MP6: IIR Notch Filtering¶

Audio recordings sometimes have 60Hz hum noise, caused by leaving the microphone cable to close to a power line. This MP will explore methods for getting rid of the hum noise, especially the low-frequency harmonics. This MP was originally designed by Prof. Doug Jones at the University of Illinois.

In [55]:
import numpy as np
import matplotlib.pyplot as plt
import matplotlib.figure
import wave
%matplotlib inline
In [56]:
import importlib
import submitted
importlib.reload(submitted)
Out[56]:
<module 'submitted' from '/Users/jhasegaw/Dropbox/mark/teaching/ece401/ece401labs/22fall/mp6/src/submitted.py'>

Part 0. Exploring the Data¶

This MP will explore one audio recording in detail, so that you can see where the low-frequency peaks are. The main peak, at 120Hz, could easily be filtered out from a large number of audio files, all at once.

In [57]:
with wave.open('input.wav','rb') as w:
    fs = w.getframerate()
    nsamps = w.getnframes()
    x = np.frombuffer(w.readframes(nsamps),dtype=np.int16).astype('float32')
In [58]:
t = np.linspace(0,nsamps/fs,nsamps)
fig=plt.figure(figsize=(14,4))
ax=fig.subplots()
ax.plot(t[(0.5<t)&(t<1.1)],x[(0.5<t)&(t<1.1)])
Out[58]:
[<matplotlib.lines.Line2D at 0x7fd164d57e50>]
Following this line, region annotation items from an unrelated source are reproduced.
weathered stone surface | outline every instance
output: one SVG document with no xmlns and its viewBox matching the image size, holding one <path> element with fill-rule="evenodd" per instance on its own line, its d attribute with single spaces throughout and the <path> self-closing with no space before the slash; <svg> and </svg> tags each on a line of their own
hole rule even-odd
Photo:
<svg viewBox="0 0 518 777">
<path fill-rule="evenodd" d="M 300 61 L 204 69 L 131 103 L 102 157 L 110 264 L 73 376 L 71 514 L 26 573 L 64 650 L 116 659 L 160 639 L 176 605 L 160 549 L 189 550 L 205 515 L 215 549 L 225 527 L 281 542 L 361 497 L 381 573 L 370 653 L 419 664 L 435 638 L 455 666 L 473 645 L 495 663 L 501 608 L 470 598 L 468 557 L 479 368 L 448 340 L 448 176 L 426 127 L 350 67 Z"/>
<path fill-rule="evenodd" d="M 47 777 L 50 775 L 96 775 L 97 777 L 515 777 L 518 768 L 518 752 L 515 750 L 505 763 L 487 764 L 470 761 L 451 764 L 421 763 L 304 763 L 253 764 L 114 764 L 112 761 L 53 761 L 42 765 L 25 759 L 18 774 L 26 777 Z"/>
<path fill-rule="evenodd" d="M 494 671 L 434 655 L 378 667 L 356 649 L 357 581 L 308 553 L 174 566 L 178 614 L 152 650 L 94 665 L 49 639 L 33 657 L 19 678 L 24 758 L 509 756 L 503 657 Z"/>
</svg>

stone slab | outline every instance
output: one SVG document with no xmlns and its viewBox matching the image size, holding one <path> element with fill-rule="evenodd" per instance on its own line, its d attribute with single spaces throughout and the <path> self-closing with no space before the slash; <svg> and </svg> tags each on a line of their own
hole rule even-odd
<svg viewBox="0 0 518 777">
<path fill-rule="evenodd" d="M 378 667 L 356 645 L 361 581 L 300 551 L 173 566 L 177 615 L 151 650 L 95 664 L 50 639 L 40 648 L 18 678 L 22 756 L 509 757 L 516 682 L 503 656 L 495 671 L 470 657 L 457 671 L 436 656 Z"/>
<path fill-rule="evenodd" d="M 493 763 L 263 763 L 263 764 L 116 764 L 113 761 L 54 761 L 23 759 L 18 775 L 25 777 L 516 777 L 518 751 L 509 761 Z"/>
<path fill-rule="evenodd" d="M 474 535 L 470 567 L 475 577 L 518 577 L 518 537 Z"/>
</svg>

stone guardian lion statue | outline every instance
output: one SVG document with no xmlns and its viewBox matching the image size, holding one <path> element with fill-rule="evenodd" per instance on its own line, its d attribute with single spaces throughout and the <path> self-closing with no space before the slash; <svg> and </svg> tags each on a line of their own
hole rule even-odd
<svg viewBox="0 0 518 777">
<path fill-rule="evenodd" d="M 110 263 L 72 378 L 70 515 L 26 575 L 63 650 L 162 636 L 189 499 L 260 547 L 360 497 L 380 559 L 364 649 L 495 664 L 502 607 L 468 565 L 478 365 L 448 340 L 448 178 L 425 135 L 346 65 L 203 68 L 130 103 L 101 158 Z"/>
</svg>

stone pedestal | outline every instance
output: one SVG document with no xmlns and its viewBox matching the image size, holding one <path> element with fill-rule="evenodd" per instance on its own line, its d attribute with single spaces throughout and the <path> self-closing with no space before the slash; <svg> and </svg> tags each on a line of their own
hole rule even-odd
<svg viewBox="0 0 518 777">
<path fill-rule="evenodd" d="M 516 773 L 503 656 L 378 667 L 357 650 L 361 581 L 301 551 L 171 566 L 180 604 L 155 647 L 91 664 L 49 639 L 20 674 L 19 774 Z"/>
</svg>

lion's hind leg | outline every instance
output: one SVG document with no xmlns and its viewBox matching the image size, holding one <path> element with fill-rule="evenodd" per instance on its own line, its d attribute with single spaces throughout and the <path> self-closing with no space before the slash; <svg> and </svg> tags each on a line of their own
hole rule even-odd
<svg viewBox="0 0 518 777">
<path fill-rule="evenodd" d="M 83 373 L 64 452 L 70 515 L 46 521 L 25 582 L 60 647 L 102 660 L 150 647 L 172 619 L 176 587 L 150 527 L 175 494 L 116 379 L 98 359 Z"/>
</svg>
Notice, in the waveform above, there is a periodic component in the "silence" before and after the speech begins. There seem to be five or six periods in 0.05sec, so maybe the period is around 0.01sec, or around 100Hz. We can listen to it using the following code:

In [59]:
import IPython.display as ipd
ipd.Audio(x, rate=fs)
Out[59]:
Your browser does not support the audio element.

How to debug¶

Rather than printing every plot using separate blocks for both the distributed solution and your solution, instead, each of the following blocks will include lines to plot either one or the other. In order to switch between your solution and the distributed solution, you'll need to comment out the other one.

In [60]:
import h5py
solutions = h5py.File('solutions.hdf5','r')
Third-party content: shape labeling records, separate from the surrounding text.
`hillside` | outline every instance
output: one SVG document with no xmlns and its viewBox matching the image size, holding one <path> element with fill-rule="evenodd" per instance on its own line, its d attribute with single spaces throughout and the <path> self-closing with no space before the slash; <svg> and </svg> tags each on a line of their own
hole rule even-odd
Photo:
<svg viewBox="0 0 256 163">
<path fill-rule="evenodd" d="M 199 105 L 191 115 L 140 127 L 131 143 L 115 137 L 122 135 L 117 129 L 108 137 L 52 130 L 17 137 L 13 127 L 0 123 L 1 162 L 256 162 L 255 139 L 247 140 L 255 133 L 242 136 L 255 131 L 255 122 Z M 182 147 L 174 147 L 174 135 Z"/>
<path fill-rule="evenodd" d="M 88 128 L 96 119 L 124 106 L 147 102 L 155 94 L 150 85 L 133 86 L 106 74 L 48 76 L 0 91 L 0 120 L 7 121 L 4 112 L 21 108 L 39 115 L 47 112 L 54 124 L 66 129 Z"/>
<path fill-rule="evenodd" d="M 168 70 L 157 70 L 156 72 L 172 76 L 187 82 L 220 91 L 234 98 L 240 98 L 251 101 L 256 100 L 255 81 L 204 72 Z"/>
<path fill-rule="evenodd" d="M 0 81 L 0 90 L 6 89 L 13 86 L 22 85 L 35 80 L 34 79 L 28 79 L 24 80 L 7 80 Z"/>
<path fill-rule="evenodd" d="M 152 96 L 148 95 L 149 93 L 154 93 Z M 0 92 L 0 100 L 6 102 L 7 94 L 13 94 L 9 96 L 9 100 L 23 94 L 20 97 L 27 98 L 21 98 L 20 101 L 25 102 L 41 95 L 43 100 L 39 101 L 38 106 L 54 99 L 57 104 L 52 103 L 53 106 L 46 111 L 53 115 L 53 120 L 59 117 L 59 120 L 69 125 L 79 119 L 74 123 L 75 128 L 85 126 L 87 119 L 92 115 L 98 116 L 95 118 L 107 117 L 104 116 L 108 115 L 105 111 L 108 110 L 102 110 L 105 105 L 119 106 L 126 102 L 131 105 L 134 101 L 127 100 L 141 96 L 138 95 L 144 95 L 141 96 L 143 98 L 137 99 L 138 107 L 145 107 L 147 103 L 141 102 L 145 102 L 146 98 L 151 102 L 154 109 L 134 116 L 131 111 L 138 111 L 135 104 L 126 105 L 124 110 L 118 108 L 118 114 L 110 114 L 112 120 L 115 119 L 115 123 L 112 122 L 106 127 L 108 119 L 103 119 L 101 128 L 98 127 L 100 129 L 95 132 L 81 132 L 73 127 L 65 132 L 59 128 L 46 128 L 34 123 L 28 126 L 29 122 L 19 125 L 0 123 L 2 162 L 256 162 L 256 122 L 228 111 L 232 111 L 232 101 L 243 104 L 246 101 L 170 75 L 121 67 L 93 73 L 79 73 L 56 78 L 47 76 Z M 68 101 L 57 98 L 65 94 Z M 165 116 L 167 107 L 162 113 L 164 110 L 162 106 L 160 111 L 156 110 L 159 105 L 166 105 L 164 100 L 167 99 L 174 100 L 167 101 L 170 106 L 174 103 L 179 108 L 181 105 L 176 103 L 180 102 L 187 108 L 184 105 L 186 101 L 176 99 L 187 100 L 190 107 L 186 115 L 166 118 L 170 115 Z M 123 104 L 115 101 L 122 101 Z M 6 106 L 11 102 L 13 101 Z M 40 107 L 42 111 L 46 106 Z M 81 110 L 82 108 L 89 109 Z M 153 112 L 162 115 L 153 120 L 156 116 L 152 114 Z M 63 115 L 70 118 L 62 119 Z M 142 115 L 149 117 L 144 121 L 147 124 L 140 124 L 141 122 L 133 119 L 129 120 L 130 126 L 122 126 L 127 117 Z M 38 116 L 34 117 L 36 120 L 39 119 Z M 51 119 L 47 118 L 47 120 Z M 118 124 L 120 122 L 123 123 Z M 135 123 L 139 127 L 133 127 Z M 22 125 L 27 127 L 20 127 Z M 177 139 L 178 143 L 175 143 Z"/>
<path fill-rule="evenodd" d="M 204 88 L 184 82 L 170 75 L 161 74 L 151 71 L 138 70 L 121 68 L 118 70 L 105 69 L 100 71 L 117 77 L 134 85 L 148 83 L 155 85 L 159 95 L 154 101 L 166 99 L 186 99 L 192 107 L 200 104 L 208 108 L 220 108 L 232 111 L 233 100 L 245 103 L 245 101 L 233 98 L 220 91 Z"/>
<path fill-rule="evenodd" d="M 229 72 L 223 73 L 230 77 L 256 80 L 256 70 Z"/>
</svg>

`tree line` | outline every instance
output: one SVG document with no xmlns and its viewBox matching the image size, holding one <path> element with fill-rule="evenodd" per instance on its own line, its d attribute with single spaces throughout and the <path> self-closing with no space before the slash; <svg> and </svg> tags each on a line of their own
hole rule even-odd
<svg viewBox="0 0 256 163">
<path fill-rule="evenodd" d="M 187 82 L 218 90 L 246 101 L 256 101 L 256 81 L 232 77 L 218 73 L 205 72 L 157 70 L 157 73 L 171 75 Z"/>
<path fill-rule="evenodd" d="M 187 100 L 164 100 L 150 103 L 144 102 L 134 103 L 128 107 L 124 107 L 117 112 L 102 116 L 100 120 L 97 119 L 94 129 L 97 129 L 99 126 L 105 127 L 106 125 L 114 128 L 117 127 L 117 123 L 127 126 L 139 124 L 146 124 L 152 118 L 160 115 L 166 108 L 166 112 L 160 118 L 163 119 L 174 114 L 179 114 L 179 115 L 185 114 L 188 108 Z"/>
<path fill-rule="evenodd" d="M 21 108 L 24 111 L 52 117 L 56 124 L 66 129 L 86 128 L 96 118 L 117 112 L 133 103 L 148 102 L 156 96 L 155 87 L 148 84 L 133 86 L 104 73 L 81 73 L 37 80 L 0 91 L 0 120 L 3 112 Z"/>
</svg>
Part 1. Searching for the noise peaks¶

First, let's plot a spectrum, and try to find the frequencies of the noise components.

In [61]:
importlib.reload(submitted)
help(submitted.todo_spectrum)
Help on function todo_spectrum in module submitted:

todo_spectrum(x)
    Input:
    x (N) - a waveform
    Output:
    spec (N) - magnitude spectrum at N frequencies between 0 and fs, not including fs.

In [62]:
importlib.reload(submitted)
spec=submitted.todo_spectrum(x)
#spec = solutions['spec'][:]
f = np.linspace(0,fs,nsamps,endpoint=False)
fig=plt.figure(figsize=(14,4))
ax=fig.subplots()
ax.plot(f[f<500],spec[f<500])
Out[62]:
[<matplotlib.lines.Line2D at 0x7fd163f64580>]
  • It looks like there's a huge power-line noise component at about 120Hz.
  • There doesn't seem to be any 60Hz component; the recording device seems to have filtered out all energy below about 80Hz.
  • There is also energy at about 180Hz, which might be the third harmonic of the power line noise, but it might also be the pitch of a female talker. Let's leave that energy in the signal.
  • Instead, let's eliminate three of the other small peaks that occur between 90Hz and 120Hz.
  • We'll use the "todo_findpeak" function to find the frequencies of those peaks (if you've written it).
In [63]:
importlib.reload(submitted)
help(submitted.todo_findpeak)
Help on function todo_findpeak in module submitted:

todo_findpeak(spec, fs, flo, fhi)
    Input:
    spec (N) - magnitude spectrum at N frequencies between 0 and fs, not including fs.
    fs (scalar)  - sampling frequency
    flo (scalar) -  low end of the frequency range to search
    fhi (scalar) - high end of the frequency range to search
    Output:
    fpeak (scalar) - frequency of the highest-magnitude spectral sample, in Hertz

In [64]:
importlib.reload(submitted)
noise1 = submitted.todo_findpeak(spec, fs, 0, 100)
noise2 = submitted.todo_findpeak(spec, fs, noise1+1, 100)
noise3 = submitted.todo_findpeak(spec, fs, 100, 110)
noise4 = submitted.todo_findpeak(spec, fs, 100, 150)
freqs = np.array([noise1,noise2,noise3,noise4])
#freqs = solutions['freqs'][:]
print(freqs)
[ 90.28444206  96.42624084 103.18221949 119.7650762 ]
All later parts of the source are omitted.